Persons of Hispanic origin are the largest ethnic minority group in the United States. Practitioners involved in personality assessment will undoubtedly work with Hispanic clients who may be grappling with low English proficiency and other challenges of acculturation to U.S. society. Written by front-line experts in the use of the Minnesota Multiphasic Personality Inventory (MMPI), Assessing Hispanic Clients Using the MMPI-2 and MMPI-A discusses the utility of psychological tests based on U.S. norms in making clinical decisions for clients from different cultural backgrounds.

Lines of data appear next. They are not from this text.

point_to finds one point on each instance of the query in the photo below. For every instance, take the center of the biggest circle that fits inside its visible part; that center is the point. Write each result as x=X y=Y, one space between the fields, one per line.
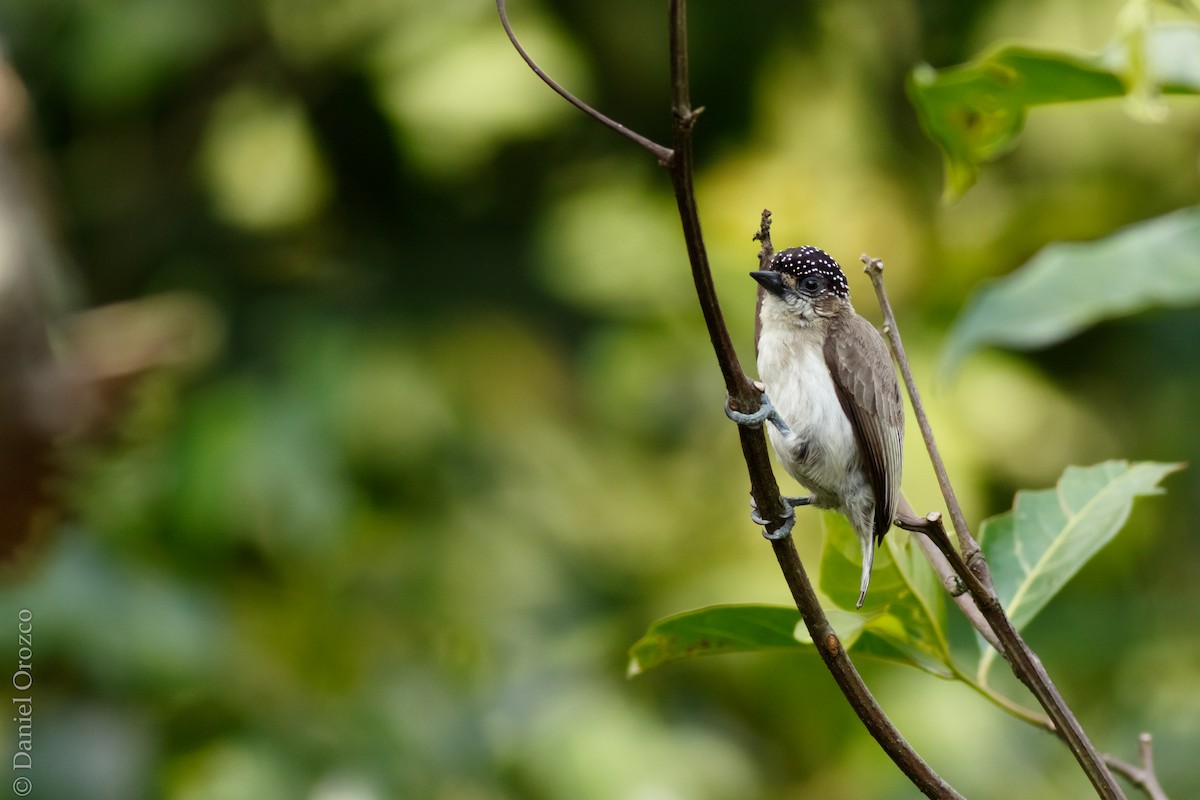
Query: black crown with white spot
x=802 y=262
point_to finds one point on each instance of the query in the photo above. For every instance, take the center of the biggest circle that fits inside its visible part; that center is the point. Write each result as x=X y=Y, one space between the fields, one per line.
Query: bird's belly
x=820 y=451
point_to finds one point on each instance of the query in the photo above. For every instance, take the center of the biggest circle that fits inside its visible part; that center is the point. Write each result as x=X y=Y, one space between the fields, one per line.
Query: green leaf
x=904 y=617
x=976 y=110
x=1038 y=546
x=1069 y=286
x=713 y=631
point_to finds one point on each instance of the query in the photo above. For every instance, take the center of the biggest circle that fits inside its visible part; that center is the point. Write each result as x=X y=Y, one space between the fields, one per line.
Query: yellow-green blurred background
x=456 y=435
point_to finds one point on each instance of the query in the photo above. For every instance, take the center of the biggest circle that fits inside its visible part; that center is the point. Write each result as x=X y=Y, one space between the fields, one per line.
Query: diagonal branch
x=972 y=569
x=663 y=154
x=743 y=396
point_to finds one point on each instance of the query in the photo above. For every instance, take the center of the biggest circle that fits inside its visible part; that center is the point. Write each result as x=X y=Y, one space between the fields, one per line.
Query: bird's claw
x=766 y=413
x=785 y=528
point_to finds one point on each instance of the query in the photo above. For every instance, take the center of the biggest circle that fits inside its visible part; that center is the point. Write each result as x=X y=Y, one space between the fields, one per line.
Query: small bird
x=828 y=374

The MMPI instruments are the most extensively researched and widely used personality instruments with Spanish-speaking clients. The authors provide readers a critical sociocultural context in the use of the MMPI-2 and MMPI-A in the clinical assessment of Hispanic clients in the U.S. and abroad. Psychologists and other practitioners are offered a practical guide for clinical interpretation of test results, with advice on addressing biases, challenges to protocol validity, and other potential barriers to the culturally appropriate and ethical use and interpretation of the tests. Butcher, Cabiya, Lucio, and Garrido provide a comprehensive review of the research literature, past and contemporary, on the use of the MMPIs with Spanish-speaking populations in the U.S. and internationally.
The authors describe the development and validation of Spanish-language versions of the MMPI-2 and MMPI-A, offering scenarios from Mexico, Cuba, and other Spanish-speaking countries. A set of appendices include T score conversion tables for the Mexican MMPI versions and a listing of Spanish language translations.